Mrs Stevie does not appear in this story, except during a phone call I have edited out of it.
Well, I was (against all expectation) included in yet another meeting with the Linux installers (whom I now suspect to be highly dangerous, if quiet, psychopaths1 instead of peace-loving alternate-tech geeks) and it was all go.
A previous meeting with my boss had prompted me to ask how the whole thing was supposed to work, a move that has now gotten me identified as some sort of tech-terrorist due to the answers to that question.
The Linux bit is basically a couple of towers of high-powered servers connected to unimaginably large data stores. The primary purpose? To provide connectivity between people all over New York with the central mainframe computer (something we used to do with a few hundred Unix SVr4 computers and a few dozen hundred green screen dumb terminals). The Two Towers are essentially a load balanced fault tolerant auto failover solution. That means that of the x000 people working on "the computer" x/2 000 of them will be going courtesy of software running in one or other of the towers2, and that in the event of a problem, some of them will be swapped automagically into the other tower until the broken veeblefetzer gets fixed. It's all very modern and ann goode thinge.
The thing is, that the boss thought (due to being told that this was the case by a Linux installer) that this process would be "seamless".
It won't be for anyone wanting to do more than run a console application in one of the servers because the mediating terminal emulator software will take a stop and need to restart in its new digs. This will take about 4 - 10 minutes, the cost of booting a virtual Linux computer. Then comes the good bit
The connection to the mainframe computer requires certain addresses and session information be kept otherwise each attempt to talk to it would ask the comms manager at the mainframe for new connections every time (kinda like needing a cookie for those born after the web, or like needing a return address on a letter for those still denying computers exsist). To avoid this we keep the session identification credentials in a file and check for an existing open connection there (the mainframe comms manager cannot be queried for this data without opening yet another connection, and the total number of connections it can have is very large - about 50 times x000 - but finite and easily used up by poor programming practice). If we find a set of creds for the process, we use that connection.

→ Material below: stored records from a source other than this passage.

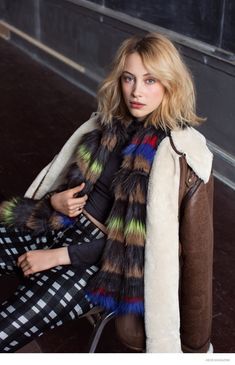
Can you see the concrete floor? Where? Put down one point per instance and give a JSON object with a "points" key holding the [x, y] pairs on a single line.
{"points": [[39, 111]]}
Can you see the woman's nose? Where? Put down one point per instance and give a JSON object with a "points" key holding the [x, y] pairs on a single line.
{"points": [[137, 89]]}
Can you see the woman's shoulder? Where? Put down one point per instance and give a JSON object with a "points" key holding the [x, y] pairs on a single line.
{"points": [[192, 144]]}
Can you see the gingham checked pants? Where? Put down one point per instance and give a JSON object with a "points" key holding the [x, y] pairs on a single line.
{"points": [[46, 299]]}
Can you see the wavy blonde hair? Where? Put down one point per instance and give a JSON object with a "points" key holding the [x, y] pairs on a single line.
{"points": [[162, 60]]}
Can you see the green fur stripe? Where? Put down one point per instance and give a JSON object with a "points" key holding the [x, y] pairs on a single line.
{"points": [[7, 211], [115, 223], [96, 168], [84, 153], [135, 226]]}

After a move to the Tower Next Door, a process will not be able to do that, even if we replicate the credentials, because the Process ID is part of the data required and that changes when we move.
"No problem, we'll just open new connections" you say and you are spot on.
Unfortunately, the connections that are open can only be closed by timing out (about 5 - 10 minutes or so) or by being closed by a script.
"The script then!" you triumphantly howl, and that is how we do the job right now in our Pre-Linux lash-up.
Only thing is, if a server takes a stop, its IP address isn't available any more due to automagic. The mainframe connections can only be explicitly dropped from the same IP address they were opened with.
"Simple!" you indignantly yell. "Map the virtual IP addresses used by the fault toleration gubbins instead of the hard IP address of the server!"
A good plan. So far a room full of Unixgeex and Linux Quiet Psychopaths has failed to manage this feat. Not surprising since the application software was authored on papyrus.
1: The Linux world is apparently populated not, as I had been led to believe, by earnest yet gentle techies but by reputedly violently no-doubt deranged allegedly homicidal possibly mad persons as detailed here
2: Upon being asked what we should call the cabinets, my suggestion of "Minas Morgul" and "Minas Tirith" was duly, and dully, rejected. Phillistines! The computing world does not need another "Calvin and Hobbes" or "Nixon and Agnew", and despite the feelings of just about everyone else in the IT world these "jokes" do indeed get old.